YPKP Laporkan 346 Lokasi Kuburan Korban 1965 ke Komnas HAM
JAKARTA, SATUHARAPAN.COM - Sebanyak 346 lokasi kuburan massal korban peristiwa 1965 di berbagai daerah di Indonesia yang ditemukan Yayasan Penelitian Korban Pembunuhan (YPKP) 65 dilaporkan kepada Komisi Nasional Hak Asasi Manusia (Komnas HAM).
"Saya akan menyerahkan temuan hasil dari investigasi YPKP 65 secara khusus masalah kuburan massal. Ada 346 titik kuburan massal yang ditemukan tim kami, dari Sumut, Sumbar, Palembang, Lampung, Jawa, Sukabumi, Tangerang, kemudian Bandung ada juga," tutur Ketua YPKP 65 Bedjo Untung di Kantor Komnas HAM, Jakarta, Kamis (3/10).
Jumlah temuan hingga Oktober 2019 itu termasuk temuan sebelumnya pada 2015 sebanyak 112 kuburan massal, yang juga telah dilaporkan ke Komnas HAM, tetapi Bedjo Untung menyebut hingga kini belum ditindaklanjuti Komnas HAM.
YPKP 65 memperoleh informasi lokasi ratusan kuburan massal tersebut dari saksi mata peristiwa pembunuhan 1965 yang masih hidup.
Bedjo Untung mengaku prihatin terdapat indikasi kuburan massal dirusak maupun dihilangkan dengan pembangunan di atasnya, seperti yang terjadi di sejumlah daerah.
Untuk itu, pihaknya meminta Komnas HAM menindaklanjuti laporan tersebut serta melakukan investigasi khusus kuburan massal.
"Ini baru dari yayasan yang melaporkan, Komnas HAM harus punya data sendiri untuk melakukan asessment dan verifikasi.
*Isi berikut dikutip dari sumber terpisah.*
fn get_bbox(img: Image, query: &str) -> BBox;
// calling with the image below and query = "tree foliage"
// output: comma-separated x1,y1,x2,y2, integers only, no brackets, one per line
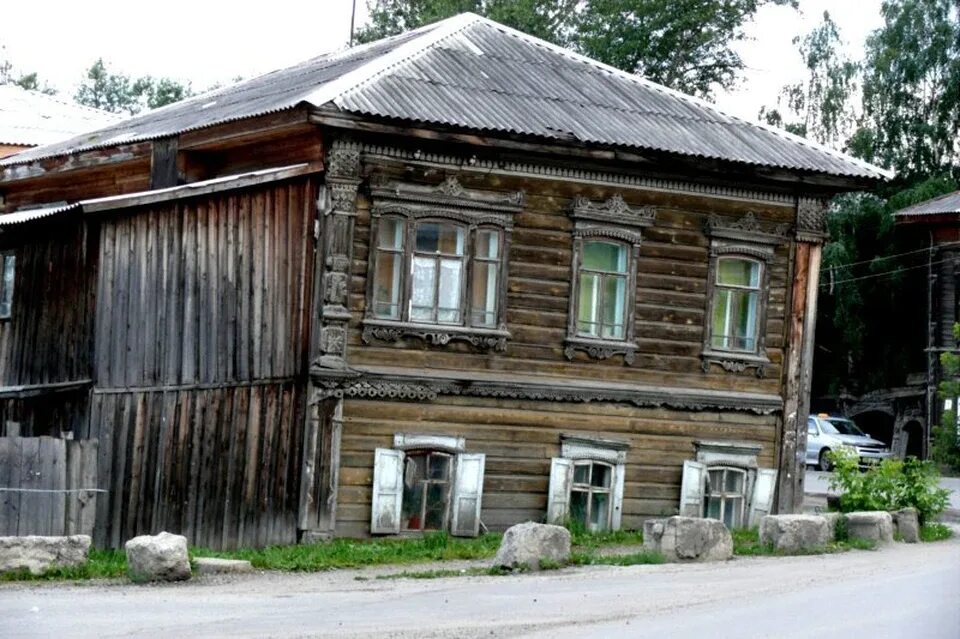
357,0,796,98
74,58,193,115
759,11,859,147
0,45,55,95
936,324,960,472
Kami siap bekerja sama untuk menunjukkan lokasi," ujar Bedjo Untung.
Ia berharap temuan ratusan kuburan massal itu dapat menjadi tambahan alat bukti agar Jaksa Agung tidak lagi menolak menaikkan ke tahap penyidikan karena kurangnya alat bukti.
"Kami cukup banyak alat bukti, kuburan massal, dan beberapa kesaksian," tutur Bedjo Untung.
Bukti yang dibawa oleh YPKP 65 adalah data lokasi kuburan massal, jumlah korban yang dikuburkan serta nama-nama korban peristiwa 1965.
Saat menyerahkan temuan itu, YPKP 65 tidak ditemui komisioner Komnas HAM, melainkan Kepala Bagian Dukungan Pelayanan Pengaduan Komnas HAM Imelda Saragih.
"Meski tidak ada komisioner tolong pesan saya dicatat dan disampaikan sesuai surat yang saya ajukan Senin lalu," kata Bedjo U ntung.
Masyarakat Belum Siap Rekonsiliasi
Pada tahun 2018, Gubernur Lembaga Ketahanan Nasional (Lemhannas) RI Agus Widjojo mengatakan penyelesaian pelanggaran HAM berat di Indonesia tidak dapat dilakukan melalui rekonsiliasi karena masyarakat belum siap.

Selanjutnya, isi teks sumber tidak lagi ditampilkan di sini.